Susan Rothenberg, the painter who came to prominence in the 1970s with her bold, gestural canvases of glyph-like figures and animals, has died, aged 75. The death was confirmed by her longtime gallery Sperone Westwater, though a cause of death has not yet been made public.
After studying sculpture at Cornell University in the 1960s, Rothenberg moved to New York City where she worked with performance artists and dancers, collaborating with Joan Jonas and others. In an interview with the television series Art21 in 2005, she says that eventually she “started making more paintings, trying to figure out my identity,” adding, “when I stumbled on the horse I went, okay, this can be my Jasper Johns flag.
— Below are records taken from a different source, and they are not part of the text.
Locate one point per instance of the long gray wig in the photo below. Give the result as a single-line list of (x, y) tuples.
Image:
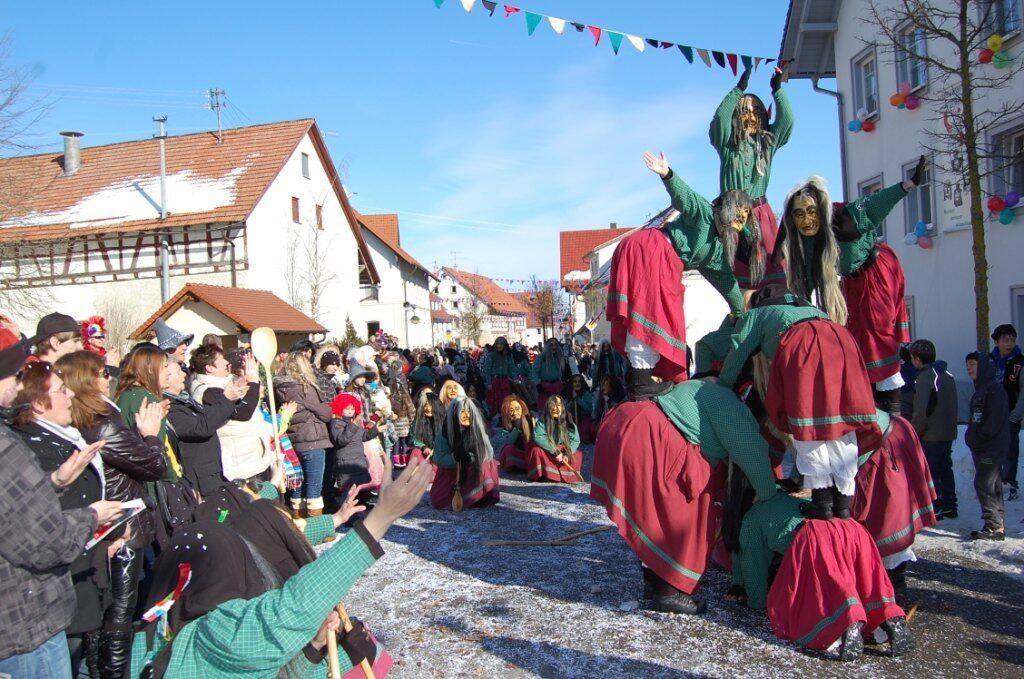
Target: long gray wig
[(826, 293)]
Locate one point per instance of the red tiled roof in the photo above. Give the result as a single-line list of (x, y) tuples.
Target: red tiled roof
[(532, 320), (385, 226), (249, 308), (573, 245), (488, 292), (239, 170)]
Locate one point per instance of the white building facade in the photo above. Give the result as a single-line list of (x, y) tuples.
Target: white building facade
[(830, 39)]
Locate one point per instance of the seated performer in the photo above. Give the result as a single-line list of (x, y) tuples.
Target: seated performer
[(747, 143), (549, 372), (817, 392), (515, 435), (830, 588), (465, 460), (869, 300), (556, 456), (500, 370), (656, 472), (212, 610), (895, 495), (580, 404), (645, 289)]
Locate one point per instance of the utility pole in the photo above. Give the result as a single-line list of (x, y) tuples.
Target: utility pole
[(165, 272), (214, 93)]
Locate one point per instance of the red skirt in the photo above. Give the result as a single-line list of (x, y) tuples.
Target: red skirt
[(878, 312), (645, 298), (830, 578), (587, 426), (818, 388), (546, 390), (512, 458), (542, 467), (478, 486), (500, 388), (895, 493), (658, 491)]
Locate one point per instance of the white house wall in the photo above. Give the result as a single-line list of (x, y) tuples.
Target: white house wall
[(940, 281)]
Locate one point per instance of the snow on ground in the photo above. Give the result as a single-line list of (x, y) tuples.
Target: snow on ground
[(445, 605)]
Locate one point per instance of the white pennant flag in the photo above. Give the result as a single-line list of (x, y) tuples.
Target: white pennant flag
[(557, 24), (637, 42)]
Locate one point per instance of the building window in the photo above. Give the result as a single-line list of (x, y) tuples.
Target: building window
[(869, 187), (918, 204), (865, 83), (909, 69), (1004, 16), (908, 301), (1008, 162)]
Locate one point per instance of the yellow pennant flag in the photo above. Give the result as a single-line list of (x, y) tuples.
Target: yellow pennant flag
[(637, 42), (558, 25)]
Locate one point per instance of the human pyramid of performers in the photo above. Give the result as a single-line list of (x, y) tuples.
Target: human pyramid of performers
[(689, 466)]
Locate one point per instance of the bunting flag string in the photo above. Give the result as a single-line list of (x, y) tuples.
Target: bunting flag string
[(725, 60)]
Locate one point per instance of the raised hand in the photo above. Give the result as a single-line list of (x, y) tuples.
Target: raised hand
[(657, 165), (73, 467)]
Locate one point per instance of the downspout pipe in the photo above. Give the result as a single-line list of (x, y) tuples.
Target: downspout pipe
[(842, 128)]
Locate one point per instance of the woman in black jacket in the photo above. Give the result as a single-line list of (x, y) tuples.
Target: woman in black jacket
[(130, 458), (46, 427)]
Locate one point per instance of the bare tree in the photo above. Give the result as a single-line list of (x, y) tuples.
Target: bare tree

This can be nothing to me because I don’t like horses. I can draw a line through it and make it flat, I can take all the things that I’ve learned in the last couple years and negate painting as much as possible in terms of illusionism, shadow, and composition.”
Rothenberg’s 1975 solo show at 112 Greene Street, in which the artist displayed three large paintings of horses, was heralded as a brave departure from the Minimalist methods that dominated the SoHo art scene at the time. For the next five years, Rothenberg focused on this equestrian motif. A 1976 show of such paintings was heralded by the New York Times critic Hilton Kramer, who wrote: ”It is the quality of the painting that is so impressive, the authority with which a highly simplified image is transformed into a pictorial experience of great sensitivity and even grandeur.” One painting from that year eventually made it into the Obama White House. This series led to her inclusion in the pivotal 1978 show New Image Painting at the Whitney Museum of American Art.